What is the UK Marine Strategy?
The UK Marine Strategy Regulations 2010 implement the European Marine Strategy Framework Directive (MSFD). The MSFD directs member states to achieve Good Environmental Status (GES) of their waters by 2020. The MSFD is the strongest tool for implementing ecosystem based management of our marine environment.
GES is defined in the MSFD as: “The environmental status of marine waters where these provide ecologically diverse and dynamic oceans and seas which are clean, healthy and productive” (Article 3).
To assist member states in interpreting what GES will look like, 11 descriptors were devised, illustrating their condition once GES has been achieved:
- Descriptor 1: Biodiversity is maintained
- Descriptor 2: Non-indigenous species do not adversely alter the ecosystem
- Descriptor 3: The population of commercial fish species is healthy
- Descriptor 4: Elements of food webs ensure long-term abundance and reproduction
- Descriptor 5: Eutrophication is minimised
- Descriptor 6: The sea floor integrity ensures functioning of the ecosystem
- Descriptor 7: Permanent alteration of hydrographical conditions does not adversely affect the ecosystem
- Descriptor 8: Concentrations of contaminants give no effects
- Descriptor 9: Contaminants in seafood are below safe levels
- Descriptor 10: Marine litter does not cause harm
- Descriptor 11: Introduction of energy (including underwater noise) does not adversely affect the ecosystem
To achieve GES of UK waters by 2020 a marine strategy was developed and adopted by UK Governments.
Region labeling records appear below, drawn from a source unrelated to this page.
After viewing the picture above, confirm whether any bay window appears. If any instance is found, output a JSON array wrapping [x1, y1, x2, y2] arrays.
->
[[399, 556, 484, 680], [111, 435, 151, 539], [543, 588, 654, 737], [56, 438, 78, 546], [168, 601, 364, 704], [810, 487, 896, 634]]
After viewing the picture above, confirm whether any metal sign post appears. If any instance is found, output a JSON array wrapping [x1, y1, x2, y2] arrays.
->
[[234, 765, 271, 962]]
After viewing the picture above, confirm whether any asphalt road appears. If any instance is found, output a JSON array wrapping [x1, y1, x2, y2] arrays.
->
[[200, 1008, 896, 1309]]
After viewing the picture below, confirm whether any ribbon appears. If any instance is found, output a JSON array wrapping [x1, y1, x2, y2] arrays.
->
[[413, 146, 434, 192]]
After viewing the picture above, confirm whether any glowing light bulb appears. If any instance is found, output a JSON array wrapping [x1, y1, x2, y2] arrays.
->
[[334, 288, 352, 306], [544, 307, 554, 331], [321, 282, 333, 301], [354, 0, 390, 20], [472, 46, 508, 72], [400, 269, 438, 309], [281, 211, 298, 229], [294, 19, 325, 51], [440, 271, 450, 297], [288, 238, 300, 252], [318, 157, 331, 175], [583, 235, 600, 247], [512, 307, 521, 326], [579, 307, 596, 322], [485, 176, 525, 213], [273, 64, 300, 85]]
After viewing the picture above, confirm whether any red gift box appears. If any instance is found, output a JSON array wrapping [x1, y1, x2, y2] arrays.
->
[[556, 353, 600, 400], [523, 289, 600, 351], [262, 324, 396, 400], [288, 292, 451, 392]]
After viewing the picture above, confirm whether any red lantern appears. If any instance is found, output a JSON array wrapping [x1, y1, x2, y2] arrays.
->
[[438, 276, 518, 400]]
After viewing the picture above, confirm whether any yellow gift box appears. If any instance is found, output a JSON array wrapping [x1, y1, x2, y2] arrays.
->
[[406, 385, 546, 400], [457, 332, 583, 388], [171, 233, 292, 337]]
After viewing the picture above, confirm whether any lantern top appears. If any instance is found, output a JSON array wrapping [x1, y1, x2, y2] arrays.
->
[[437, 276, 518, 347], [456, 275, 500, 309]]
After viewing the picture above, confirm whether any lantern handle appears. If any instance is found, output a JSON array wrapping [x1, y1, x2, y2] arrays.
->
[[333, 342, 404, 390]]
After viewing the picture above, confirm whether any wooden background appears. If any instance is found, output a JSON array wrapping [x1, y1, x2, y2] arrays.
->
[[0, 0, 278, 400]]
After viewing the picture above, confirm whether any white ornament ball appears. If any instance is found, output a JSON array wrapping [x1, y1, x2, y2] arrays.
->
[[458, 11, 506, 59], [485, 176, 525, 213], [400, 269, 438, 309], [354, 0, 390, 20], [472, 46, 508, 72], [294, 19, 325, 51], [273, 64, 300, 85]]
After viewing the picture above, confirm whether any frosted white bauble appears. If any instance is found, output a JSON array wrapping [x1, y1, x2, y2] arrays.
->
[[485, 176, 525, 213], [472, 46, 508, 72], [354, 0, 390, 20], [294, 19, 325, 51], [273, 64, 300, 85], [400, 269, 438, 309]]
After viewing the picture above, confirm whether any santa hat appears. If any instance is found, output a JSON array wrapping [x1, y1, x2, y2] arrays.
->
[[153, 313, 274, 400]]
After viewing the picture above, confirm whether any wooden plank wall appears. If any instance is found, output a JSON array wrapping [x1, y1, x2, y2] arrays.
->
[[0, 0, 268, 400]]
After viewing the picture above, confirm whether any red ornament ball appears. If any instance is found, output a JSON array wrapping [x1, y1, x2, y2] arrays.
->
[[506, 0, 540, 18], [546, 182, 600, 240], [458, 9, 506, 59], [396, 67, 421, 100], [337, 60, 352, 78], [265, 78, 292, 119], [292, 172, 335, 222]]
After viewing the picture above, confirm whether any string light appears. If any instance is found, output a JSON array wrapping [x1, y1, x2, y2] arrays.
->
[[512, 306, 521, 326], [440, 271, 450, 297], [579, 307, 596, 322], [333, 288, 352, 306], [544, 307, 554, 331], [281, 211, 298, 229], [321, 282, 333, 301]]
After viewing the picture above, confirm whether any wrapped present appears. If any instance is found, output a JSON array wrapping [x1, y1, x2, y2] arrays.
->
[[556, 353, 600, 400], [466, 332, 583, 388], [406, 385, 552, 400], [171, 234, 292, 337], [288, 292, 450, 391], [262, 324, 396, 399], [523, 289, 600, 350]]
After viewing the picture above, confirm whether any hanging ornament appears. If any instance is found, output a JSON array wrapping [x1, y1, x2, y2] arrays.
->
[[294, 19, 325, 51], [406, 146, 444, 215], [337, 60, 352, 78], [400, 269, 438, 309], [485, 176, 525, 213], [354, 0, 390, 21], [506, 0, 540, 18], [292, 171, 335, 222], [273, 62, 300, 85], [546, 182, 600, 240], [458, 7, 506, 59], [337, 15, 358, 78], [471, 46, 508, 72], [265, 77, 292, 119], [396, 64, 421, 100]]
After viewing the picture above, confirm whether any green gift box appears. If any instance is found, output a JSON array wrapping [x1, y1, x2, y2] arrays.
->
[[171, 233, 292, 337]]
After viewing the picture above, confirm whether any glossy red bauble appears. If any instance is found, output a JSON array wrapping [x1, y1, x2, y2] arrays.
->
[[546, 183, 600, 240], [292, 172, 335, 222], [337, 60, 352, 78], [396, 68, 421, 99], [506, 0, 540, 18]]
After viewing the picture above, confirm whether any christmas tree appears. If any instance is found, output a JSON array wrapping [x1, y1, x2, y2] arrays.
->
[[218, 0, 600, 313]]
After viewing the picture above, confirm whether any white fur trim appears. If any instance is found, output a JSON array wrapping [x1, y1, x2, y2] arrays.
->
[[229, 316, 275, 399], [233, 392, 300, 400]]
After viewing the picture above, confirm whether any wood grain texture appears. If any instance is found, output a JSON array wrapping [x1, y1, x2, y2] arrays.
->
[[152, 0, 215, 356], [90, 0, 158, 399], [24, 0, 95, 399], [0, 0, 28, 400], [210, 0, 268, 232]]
The UK marine strategy is revised and updated every 6 years.
What stage is the UK currently at?
In May 2019 an assessment of progress towards GES was published by UK Governments, the assessment showed that of the 15 indicators for determining GES of UK waters, only 4 have been met: eutrophication, contaminants, contaminants in seafood, and changes in hydrographical conditions. 5 have been partially met: cetaceans, seals, pelagic habitats, food webs, and noise pollution. 6 have not been met: birds, fish, litter, benthic habitats, non-indigenous species, commercial fish and shellfish.
As part of this assessment, a six-week consultation has also been launched. The consultation sets out proposals for updating the UK Marine Strategy Part 1, published in 2012. The consultation document also sets out revised targets and indicators that will be used over the next 6 years to progress towards achieving GES.